In 1987, during one of their visits to Professor Chow, he told Bill Jr. that he was promoting Bill Sr. to 11 Dan. In the same year Bill lost his best friend Grandmaster William Kwai Sun Chow. One of the many strange things about the death of Professor Chow was that not one person notified Bill Chun about the Professor's passing. Not one of Professor's past or present students or family attempted to notify Bill of the tragedy. Some of the old time reputable martial artists told Bill that people were afraid that if Bill would have attended the funeral it would have proven without any question who was to take over the system and it would have made it impossible for any impostors to try to take over.

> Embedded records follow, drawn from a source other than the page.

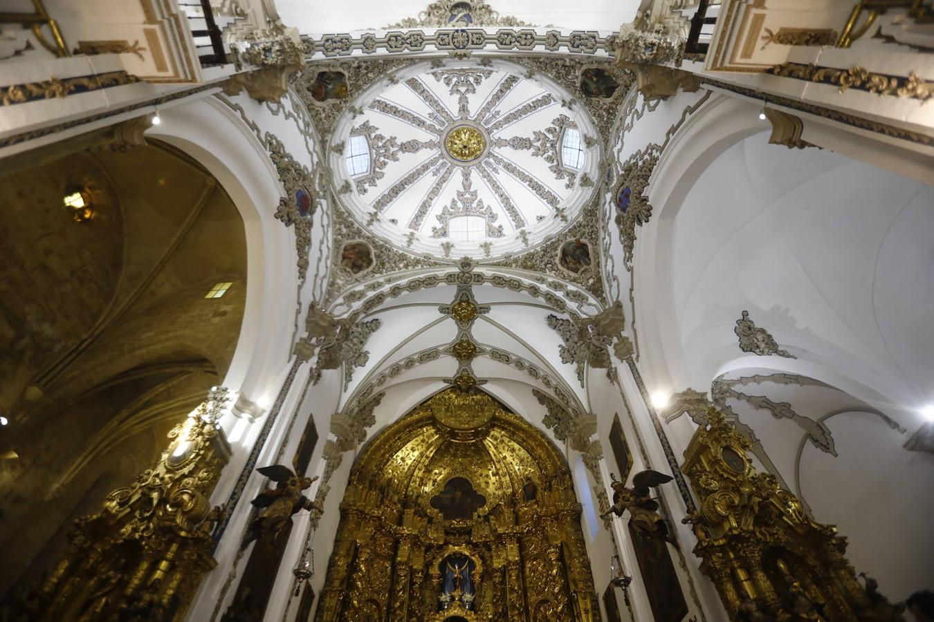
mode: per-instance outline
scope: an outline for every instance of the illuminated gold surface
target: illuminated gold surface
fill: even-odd
[[[472,159],[476,159],[483,153],[486,141],[484,141],[483,134],[480,133],[479,130],[464,125],[451,130],[451,132],[447,134],[447,140],[445,141],[445,146],[451,158],[462,162],[469,162]]]
[[[33,594],[41,615],[29,619],[178,622],[202,577],[217,562],[211,532],[221,518],[208,501],[230,446],[216,411],[198,411],[169,433],[154,466],[104,501],[97,514],[75,521],[64,556]],[[171,616],[165,615],[169,609]],[[142,613],[140,613],[142,612]]]
[[[899,619],[883,611],[891,605],[881,595],[870,601],[836,528],[814,522],[774,477],[756,473],[749,439],[717,410],[707,415],[710,427],[685,451],[700,508],[684,522],[693,524],[694,554],[730,619]]]
[[[486,498],[470,518],[446,519],[431,503],[452,477]],[[355,463],[316,619],[600,619],[580,512],[567,463],[544,435],[482,391],[443,391]],[[452,552],[474,560],[473,611],[438,611],[439,567]]]

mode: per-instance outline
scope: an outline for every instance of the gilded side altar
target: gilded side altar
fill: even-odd
[[[544,435],[444,391],[354,464],[316,619],[600,619],[580,512]]]
[[[749,439],[719,411],[685,451],[684,472],[700,502],[693,525],[701,559],[731,620],[901,620],[863,587],[846,560],[846,539],[813,520],[770,474],[757,474]]]
[[[211,532],[220,518],[208,499],[231,455],[216,416],[226,391],[168,435],[159,463],[107,495],[97,514],[75,521],[69,546],[26,619],[177,622],[217,562]]]

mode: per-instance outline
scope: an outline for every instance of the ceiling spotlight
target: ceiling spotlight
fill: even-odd
[[[672,399],[671,394],[667,394],[664,391],[657,391],[652,394],[652,406],[656,408],[664,408],[668,406],[670,399]]]
[[[72,187],[65,190],[62,203],[71,213],[77,223],[84,223],[94,217],[93,202],[87,187]]]

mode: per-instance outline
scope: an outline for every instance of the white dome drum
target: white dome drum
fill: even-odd
[[[338,199],[358,224],[452,262],[518,255],[566,229],[601,159],[596,126],[570,93],[488,59],[387,76],[338,120],[331,145]]]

With the passing of Professor Chow, Bill went through a long period of grieving. Since that time, many people have come forth claiming to be the true leader of Professor Chow's Kempo System. But the fact is Bill Chun Sr. is (as stated by many well known martial arts publications) the Professor's recognized prodigy. Bill's position was and always has been that Professor Chow told him that he was to take over the system. Bill's claim is the Professor's spoken word, not questionable statements, or purchased documents nor wild stories that others have used to support their claims. Bill Chun's goal was not to build an empire in his name, but only to teach the true Chow-Chun Style in the humble, quiet way as Professor Chow would have wished him to do.

The style which Bill Chun Sr. has taught through the years was and is now the closest to that which was taught by Professor Chow. The Go Shin Jitsu Kai Chinese Kempo System is a hard-soft style which is taught with the old hard training methods, but the execution consists of the perfection of effective tech¬niques, balance and power with the Kempo's circular motion shortened to effectively increase speed, power and snap which makes the defense of the Chow-Chun System incredibly effective. The original true Kara Ho was a combination of multiple breaks, breaking blocks and Ju-Jitsu combined with the flow of Kung Fu and the power of Karate. There are no high kicks, no flashy moves only short quick and effective combinations. Total concentration is required to learn this system and there are no shortcuts to mastering the effectiveness of true Kempo. To master the Chow-Chun Kempo Style one must forget what you see on TV and at the movies and con¬centrate on the reality of this key word "SELF DEFENSE".